Al edificio no llegaron rescatistas hasta el día siguiente y, en ese momento, estaban priorizando el rescate solamente donde se escuchara vida: “Eran vecinos a mano limpia tratando de salvar gente. Mi tío se lanzó una travesía desde Catia La Mar hacia Los Corales porque la policía había dado la orden de que no se metieran a los edificios, y mi tío dijo que él sí iba a meterse. Así encontraron a Cristian y a otros vecinos el viernes 26 de junio”, explica.

Crismar estaba con su mamá en la llamada cuando identificaron a su hermano. “A pesar de estar en la distancia, algo me dijo que intentara llamarla a ver si entraba la señal, y fue justo en el momento en el que lo identificaron por su tatuaje”, dice. Sin embargo, ahí no lo pudieron extraer y tuvieron que echarle cal al cuerpo para preservarlo. “El piso tres quedó en planta baja y todo el peso del edificio estaba encima de nuestros familiares. Así que no fue posible sacarlos sin la ayuda correcta, que llegó cuatro días después gracias a los topos mexicanos”, explica.

Por eso Liz destaca el sentido de comunidad que ha vivido gracias a este momento: “Pasó lo peor en La Guaira, y la única razón por la que mis sobrinos están vivos es porque en ese momento había comunidad. El único que te puede salvar cuando no hay luz, no hay agua, no hay internet, es el que te quiere”, dice.

Crismar enfrenta una larga espera por la legalización de su estatus en Estados Unidos, lo que le impide salir del país para estar con su mamá, que ahora se quedó sola. “Lo peor ha sido estar pegada al teléfono hablando con mi mamá y sentirme completamente inútil porque no puedo ni ir para allá ni traérmela, porque ya los venezolanos venimos con ciertas limitaciones. No es la primera pérdida que vivo lejos después de haberme ido de Venezuela, y tampoco es la primera vez que no puedo ir y abrazar inmediatamente a mi mamá”, dice.

Liz, en cambio, está esperando una residencia permanente en Estados Unidos y el trámite no le permite salir del país. “Pero olvídate. En el momento en que se resuelva lo de mi green card, que debe ser en un par de meses, estaré volando a Venezuela a ver a mis sobrinos”, dice.

Liz Marrero y Crismar Chacín son ejemplo de los nueve millones de venezolanos que emigraron masivamente entre 2014 y 2024 debido a la crisis humanitaria compleja que vive el país. Ambas están tratando de entender cómo avanzar legalmente para estar más cerca de los suyos. “Tengo que validar ante Estados Unidos y Venezuela que soy una persona trabajadora de bien, que hace impacto en la comunidad, que siempre ha sido generosa, profesional y súper exitosa. Pero es muy difícil, porque uno tiene que lidiar con sus sentimientos y, a la vez, tienes que lidiar con trámites legales y frenar un poco el corazón”, dice Liz.

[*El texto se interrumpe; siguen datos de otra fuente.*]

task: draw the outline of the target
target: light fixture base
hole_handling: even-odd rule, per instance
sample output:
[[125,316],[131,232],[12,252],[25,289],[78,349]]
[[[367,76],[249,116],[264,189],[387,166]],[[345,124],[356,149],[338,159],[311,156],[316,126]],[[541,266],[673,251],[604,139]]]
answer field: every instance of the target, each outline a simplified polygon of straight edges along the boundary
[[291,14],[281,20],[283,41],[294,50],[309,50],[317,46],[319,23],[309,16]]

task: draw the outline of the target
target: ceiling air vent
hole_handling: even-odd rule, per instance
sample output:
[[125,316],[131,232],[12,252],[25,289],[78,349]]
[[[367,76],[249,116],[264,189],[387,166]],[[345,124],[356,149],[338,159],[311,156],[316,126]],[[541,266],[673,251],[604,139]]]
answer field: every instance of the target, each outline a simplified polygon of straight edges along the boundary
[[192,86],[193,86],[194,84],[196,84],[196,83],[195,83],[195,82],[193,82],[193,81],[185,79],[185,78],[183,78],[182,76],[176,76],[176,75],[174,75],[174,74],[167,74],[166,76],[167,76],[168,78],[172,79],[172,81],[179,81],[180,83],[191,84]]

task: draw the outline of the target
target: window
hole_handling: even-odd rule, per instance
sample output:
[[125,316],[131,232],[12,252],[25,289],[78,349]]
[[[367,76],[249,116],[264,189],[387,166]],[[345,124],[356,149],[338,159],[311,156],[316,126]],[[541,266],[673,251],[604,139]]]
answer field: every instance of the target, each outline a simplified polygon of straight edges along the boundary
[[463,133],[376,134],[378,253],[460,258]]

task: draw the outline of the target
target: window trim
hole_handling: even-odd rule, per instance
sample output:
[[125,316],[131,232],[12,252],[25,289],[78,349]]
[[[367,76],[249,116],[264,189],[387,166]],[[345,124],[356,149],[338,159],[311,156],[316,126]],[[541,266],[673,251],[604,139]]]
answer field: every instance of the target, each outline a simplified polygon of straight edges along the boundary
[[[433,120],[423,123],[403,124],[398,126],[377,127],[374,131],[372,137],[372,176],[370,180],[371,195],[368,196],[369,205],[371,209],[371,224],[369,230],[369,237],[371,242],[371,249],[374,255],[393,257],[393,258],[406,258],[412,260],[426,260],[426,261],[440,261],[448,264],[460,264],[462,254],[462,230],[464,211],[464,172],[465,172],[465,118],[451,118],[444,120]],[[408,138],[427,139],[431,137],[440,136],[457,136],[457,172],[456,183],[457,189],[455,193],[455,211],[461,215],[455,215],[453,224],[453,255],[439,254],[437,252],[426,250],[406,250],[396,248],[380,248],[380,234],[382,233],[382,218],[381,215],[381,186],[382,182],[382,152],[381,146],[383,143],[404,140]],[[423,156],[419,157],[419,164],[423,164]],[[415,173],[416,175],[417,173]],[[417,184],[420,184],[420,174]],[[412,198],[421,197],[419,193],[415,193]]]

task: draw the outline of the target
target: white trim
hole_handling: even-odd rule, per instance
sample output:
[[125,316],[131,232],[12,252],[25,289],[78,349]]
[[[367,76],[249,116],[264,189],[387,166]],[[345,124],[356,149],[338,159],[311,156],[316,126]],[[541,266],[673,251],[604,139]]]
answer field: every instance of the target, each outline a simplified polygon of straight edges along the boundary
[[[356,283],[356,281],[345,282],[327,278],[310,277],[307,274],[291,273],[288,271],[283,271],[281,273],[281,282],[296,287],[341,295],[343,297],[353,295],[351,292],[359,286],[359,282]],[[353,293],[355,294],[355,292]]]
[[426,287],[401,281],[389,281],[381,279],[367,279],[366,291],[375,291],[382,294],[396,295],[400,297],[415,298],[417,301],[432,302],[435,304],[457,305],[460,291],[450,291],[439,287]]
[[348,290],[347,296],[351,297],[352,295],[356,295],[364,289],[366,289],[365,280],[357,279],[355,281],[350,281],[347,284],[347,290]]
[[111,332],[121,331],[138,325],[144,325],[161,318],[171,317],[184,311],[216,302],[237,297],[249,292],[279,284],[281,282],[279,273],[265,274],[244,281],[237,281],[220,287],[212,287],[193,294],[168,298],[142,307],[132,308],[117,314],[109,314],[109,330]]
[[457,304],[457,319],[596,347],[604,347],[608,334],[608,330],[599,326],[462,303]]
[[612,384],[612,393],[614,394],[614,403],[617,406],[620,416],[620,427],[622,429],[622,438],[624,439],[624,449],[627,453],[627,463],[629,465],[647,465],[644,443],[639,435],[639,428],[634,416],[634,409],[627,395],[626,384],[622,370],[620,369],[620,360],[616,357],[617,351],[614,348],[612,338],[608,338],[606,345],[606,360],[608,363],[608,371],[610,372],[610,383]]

Ambas se hacen preguntas que las ayuden a aliviar la pena, pero las respuestas no llegan tan fácilmente. Crismar lo resume así: “No sé por qué a los venezolanos nos está tocando esto y es un sentimiento muy específico e indescriptible el que tú estés buscando un mejor futuro y trabajando por tu familia afuera pero no puedes estar ahí cuando estas cosas pasan”. Liz, por su parte, lo deja a la fe: “¿Por qué nos pasan estas cosas? Ya yo me molesté con Dios y lo perdoné. Ahora tengo que seguir”.